Self-driving car test route
Work has begun on a car test route for real world driving trials of self-driving cars in the Midlands.
The 300km Midlands Future Mobility test environment includes the city’s ring road, as well as others around Coventry, Solihull and Birmingham.
It will see autonomous vehicles trialled on urban, rural, suburban and highway roads. The first phase of the car test route includes the University of Warwick, Coventry ring road, roads in Meriden, Solihull and central Birmingham around the Jewellery Quarter.
Later this year the route will be extended to include rural and highway roads and span up to 350km.
Project consortium member Costain and contractor Siemens Mobility have begun work on the route, which will officially open for trials later this year.
Both firms are practising social distancing in the construction of key technical features such as CCTV networks along the route.
How car testing will work
Initially ‘connected’ vehicles will be tested along the route. Connected vehicles can communicate with each other and warn of traffic, crashes and other hazards that other connected vehicles may have seen or be heading towards.
The vehicles on the Midlands Future Mobility route will not be driving themselves during the early stages of research.
Initially they will have a driver and occasionally a second person monitoring how the vehicles are working.
In the future autonomous vehicles will be trialled on the route, however these will also be closely monitored by safety operators ready to take over immediately in the event of a problem.
These autonomous vehicles will appear gradually as more and more advanced driver assistance systems are introduced to testing, such as lane centring and auto-speed limiting technology.
The route includes infrastructure such as smart CCTV, weather stations, communications units, and highly accurate GPS.
Car Test boost to economy
The project is being run by a consortium of companies – including WMG, MIRA, Transport for West Midlands, Costain, Amey, Wireless Infrastructure Group, Vodafone, Coventry University and Highways England.

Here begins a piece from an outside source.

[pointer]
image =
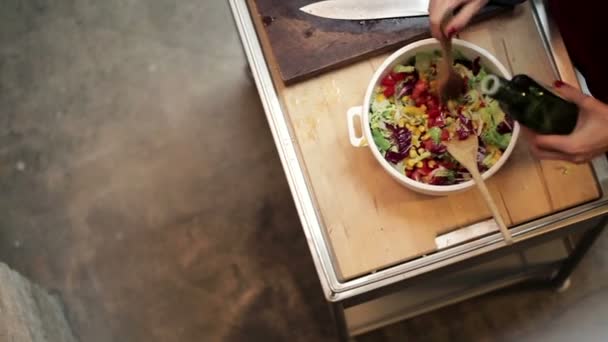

As Britain’s economy seeks to get back on track following the coronavirus pandemic the autonomous vehicle industry is set to play a crucial role – particularly in the Midlands where much of the UK’s development and expertise is.
It is estimated the industry will be worth up to £62 billion to the UK economy by 2030.
The car test route has been developed by TfWM in collaboration with Coventry City Council, Birmingham City Council and Solihull Council.
It provides over 300km of inner city, suburban and rural roads from Coventry to Birmingham, on which to fully assess vehicle performance in a wide range of real world locations and situations.
John Fox, project director, Midlands Future Mobility, said: “It is great to see that work has begun in making roads a more connected place, where drivers can make their journeys more safely and where goods can be delivered more efficiently.
“The West Midlands has a rich history of the automotive industry, and to see it is now progressing into autonomous vehicles feels somewhat momentous.”
Changing our lives
Mayor of the West Midlands Andy Street, who leads TfWM, said: “Connected and autonomous vehicle technology has the potential to radically change our lives, and I am pleased the West Midland is leading the way in this sector with research facilities and production plants already in place.
“I am determined our region will become a global leader in electric and autonomous vehicle technology, as I know we have the skills, facilities, and drive to compete with any other city or region in the world.”
Mr Street added: “Seeing our roads being used as a test bed for this new technology is both exciting and a step forward, and this vital research will help pave the way to bring key investment and jobs to the region as we look to bounce back from the Covid-19 crisis.”
Midlands Future Mobility is part of CAM Testbed UK, six core facilities within a three-hour drive offering a comprehensive set of capabilities for the testing and development of connected and automated mobility (CAM) technologies.
It is funded by the Centre for Connected and Autonomous Vehicles and coordinated by Zenzic.